What do we need to think about when working over this timescale? Archiving data over that timescale is simple enough. Every session, every folder has a clone of itself. (I guess we should get a RAID system sometime but I would prefer to spend cash on compressors or preamps). Good old LACIE 7200 rpm drives are the main archiving machines here, and touch wood I've only lost a couple in the last 10 years. At the end of each session, we copy everything over to the clone. I don't tend to save multiple versions of arrangements. Only major changes get a second version. So I always pretty much know I'm working on the definitive version. We recently upgraded to Logic X. I've got a feeling that the original sessions were recorded on Logic 8. So it's been worked on across 3 programmes. Good to note that Logic hasn't presented any issues transitioning from version to version.
The only thing I had to do recently was to upgrade my Waves plugs with the new computer. Of course, as you add to your plug in collection you want to keep switching out your old plugs for new ones on the mixes. And when you've been tinkering with the mixes for so long you can't remember what the angle was that you were going for on this or that track. You really need to have a cut off point where you say - we are mixing this again from today- and more or less zero all your settings and start again, painful as it might seem.
You may be matching up vocals from different sessions and the tone is different. Logic's match eq plug in is useful in in getting around this one. I'll at least record with the same mic, but preamps may change as will the whole dynamic.
So that's where we are at this point in this project. Just muting everything and re introducing the elements one by one instantly makes everything cleaner ands punchier as you recalibrate your levels and relax those compression settings that were made on the fly during tracking. Eq can be fine tuned now that there is some quiet in the control room.

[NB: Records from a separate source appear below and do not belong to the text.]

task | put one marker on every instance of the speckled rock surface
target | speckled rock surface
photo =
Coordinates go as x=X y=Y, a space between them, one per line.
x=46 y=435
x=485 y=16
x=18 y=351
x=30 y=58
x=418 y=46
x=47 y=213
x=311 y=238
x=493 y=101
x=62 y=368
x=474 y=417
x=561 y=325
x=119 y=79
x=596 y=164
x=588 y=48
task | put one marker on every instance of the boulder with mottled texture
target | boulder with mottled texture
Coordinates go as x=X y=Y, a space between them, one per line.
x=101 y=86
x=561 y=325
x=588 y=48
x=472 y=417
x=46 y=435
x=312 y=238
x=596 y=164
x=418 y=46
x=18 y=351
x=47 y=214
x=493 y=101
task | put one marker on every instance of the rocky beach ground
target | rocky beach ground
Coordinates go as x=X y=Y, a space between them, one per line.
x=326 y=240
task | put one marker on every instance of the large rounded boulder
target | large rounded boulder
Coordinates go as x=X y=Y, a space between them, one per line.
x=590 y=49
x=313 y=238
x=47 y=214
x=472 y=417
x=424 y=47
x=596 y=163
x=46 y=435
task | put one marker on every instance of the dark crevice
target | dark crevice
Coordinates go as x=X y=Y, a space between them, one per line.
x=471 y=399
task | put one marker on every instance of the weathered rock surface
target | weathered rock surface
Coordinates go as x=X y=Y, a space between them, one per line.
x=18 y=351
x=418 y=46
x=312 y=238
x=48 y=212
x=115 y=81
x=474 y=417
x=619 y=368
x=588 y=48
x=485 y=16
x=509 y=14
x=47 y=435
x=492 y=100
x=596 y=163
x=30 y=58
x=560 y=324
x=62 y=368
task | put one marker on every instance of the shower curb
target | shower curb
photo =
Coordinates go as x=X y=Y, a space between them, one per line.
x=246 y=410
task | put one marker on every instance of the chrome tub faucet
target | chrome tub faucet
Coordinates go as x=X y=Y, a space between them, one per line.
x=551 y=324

Finally, I try to title things in a numerical and descriptive fashion in the arrange page. So we will have things like Guitar 5 - Solo. Drums have been played and replayed so there may be sessions from different days grouped together. In the new Logic X I can now use the handy Track Stack option. I also use colour to navigate visually through these incredibly complex arrangements - red- drums, blue bass, green guitar, pink keys, yellow Vox. Arrangements have a tendency to bulge these days and the key to navigating through a dense one is to remember that not everything is necessary, no matter how much time you spent recording it. The only thing that matters is does it belong NOW? Try to walk away from any baggage individual recordings carry with them.